Follow Up: Extension of Spanish Coal Subsidies to be Approved by EU

Last week I commented on a pending EU decision on Spain's desire to increase subsidies for domestic coal production.  According to news reports, the EU is going to rule in favor of coal:
Spain will win EU approval this week to double aid to its coal industry until the end of 2014, despite criticism from environmentalists and the Spanish watchdog, three people with direct knowledge of the case said on Monday.

Spain will also have slightly more time to phase out aid than other EU countries, which have until October 15, 2014.

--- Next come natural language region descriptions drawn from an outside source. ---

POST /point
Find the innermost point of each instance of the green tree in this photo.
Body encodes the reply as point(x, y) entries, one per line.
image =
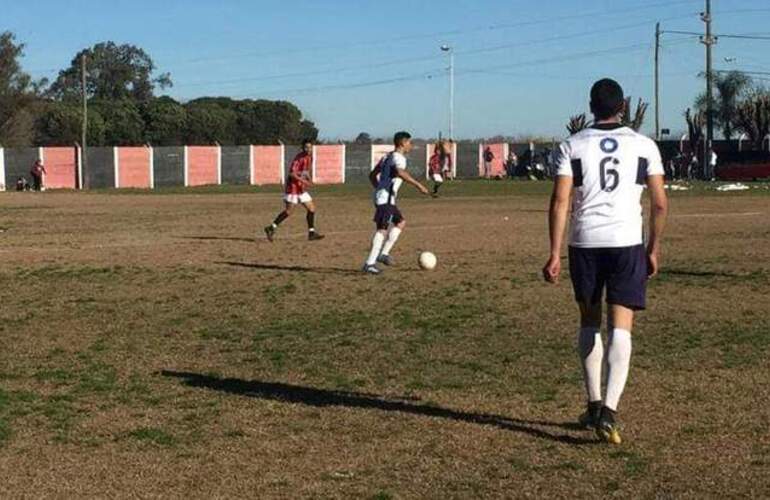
point(753, 116)
point(60, 124)
point(209, 121)
point(577, 123)
point(18, 94)
point(165, 121)
point(114, 72)
point(731, 88)
point(123, 122)
point(634, 118)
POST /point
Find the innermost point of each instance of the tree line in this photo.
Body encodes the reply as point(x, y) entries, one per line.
point(123, 108)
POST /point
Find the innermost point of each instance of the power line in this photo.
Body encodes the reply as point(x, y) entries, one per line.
point(447, 33)
point(406, 78)
point(742, 37)
point(416, 59)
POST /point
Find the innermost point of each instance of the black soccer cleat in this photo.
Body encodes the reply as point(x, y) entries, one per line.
point(590, 418)
point(607, 428)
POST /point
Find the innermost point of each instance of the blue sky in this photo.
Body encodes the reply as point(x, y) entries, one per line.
point(522, 67)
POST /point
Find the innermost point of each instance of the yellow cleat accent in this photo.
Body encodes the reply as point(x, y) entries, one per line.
point(611, 435)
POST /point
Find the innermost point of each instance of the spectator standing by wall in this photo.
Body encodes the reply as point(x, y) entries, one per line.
point(489, 156)
point(38, 174)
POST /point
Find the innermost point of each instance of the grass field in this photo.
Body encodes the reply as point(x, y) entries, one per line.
point(152, 347)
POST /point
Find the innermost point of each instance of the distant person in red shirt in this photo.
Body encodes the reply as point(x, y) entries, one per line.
point(489, 156)
point(440, 166)
point(37, 172)
point(297, 184)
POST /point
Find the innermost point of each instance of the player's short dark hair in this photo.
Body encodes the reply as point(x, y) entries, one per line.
point(401, 137)
point(607, 99)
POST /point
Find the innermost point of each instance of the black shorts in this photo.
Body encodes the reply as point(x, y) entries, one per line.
point(623, 271)
point(385, 215)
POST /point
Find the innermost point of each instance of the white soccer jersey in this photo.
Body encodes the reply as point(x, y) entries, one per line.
point(609, 165)
point(389, 182)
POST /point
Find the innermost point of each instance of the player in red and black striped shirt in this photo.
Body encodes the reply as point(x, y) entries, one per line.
point(297, 184)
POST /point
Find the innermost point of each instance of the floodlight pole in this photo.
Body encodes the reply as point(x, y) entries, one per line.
point(657, 81)
point(84, 132)
point(450, 51)
point(708, 40)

The decision by the European Commission (EC), the EU competition watchdog, comes amid strikes by Spanish coal miners demanding unpaid wages and EU approval of the plan to let Spain favor domestic coal over imports.

"The Commission will say that subsidies should not go beyond December 31, 2014," one of the people said.

Opponents within the EC are seeking to close any loopholes that could allow Spain to extend this aid beyond 2014.

"Some commissioners are seeking to ensure a political assurance from Spain that this will not be extended beyond 2014," said a second person.

The European Union executive will announce its decision on Wednesday, when Spanish miners hold their second 48-hour strike, which also coincides with a nationwide general strike, part of a wave of unrest to hit Europe this autumn.

Spain's competition regulator has criticized the aid, saying it would distort the power market. The scheme forces power plants to burn more expensive domestic coal, which utilities say will increase prices.
 The implications for EU carbon policies are clear -- grant us decarbonization, just not yet.


  1. At the same time, if I am not mistaken, subsidies to the production of solar energy in Spain in 2009 totaled about 6 billion euros, which is close to the total national spending in R&D, public and private.

  2. Job protection, just like the vast proportion of such EU schemes.
    No local coal subsidies, coal will be inported, miners lose jobs, miners strike, other unions come out in sympathy - rail strikes, ferry strikes, demonstrations in Madrid (Check when next Spanish elections are due, the nearer they are, the less chance the current Government will risk standing up to the strikers)
    It's got absolutely jack to do with "Global Warming" (Or whatever the current approved term is).
    Spain's virtually bankrupt, anything that causes them to threaten to withdraw from The Euro, will cause a knock on throughout the entire "PIIGS" zone and ultimately threaten the entire structure of the EU.
    Those in power and their dependants won't risk that.
    A Politician's job comes before all else.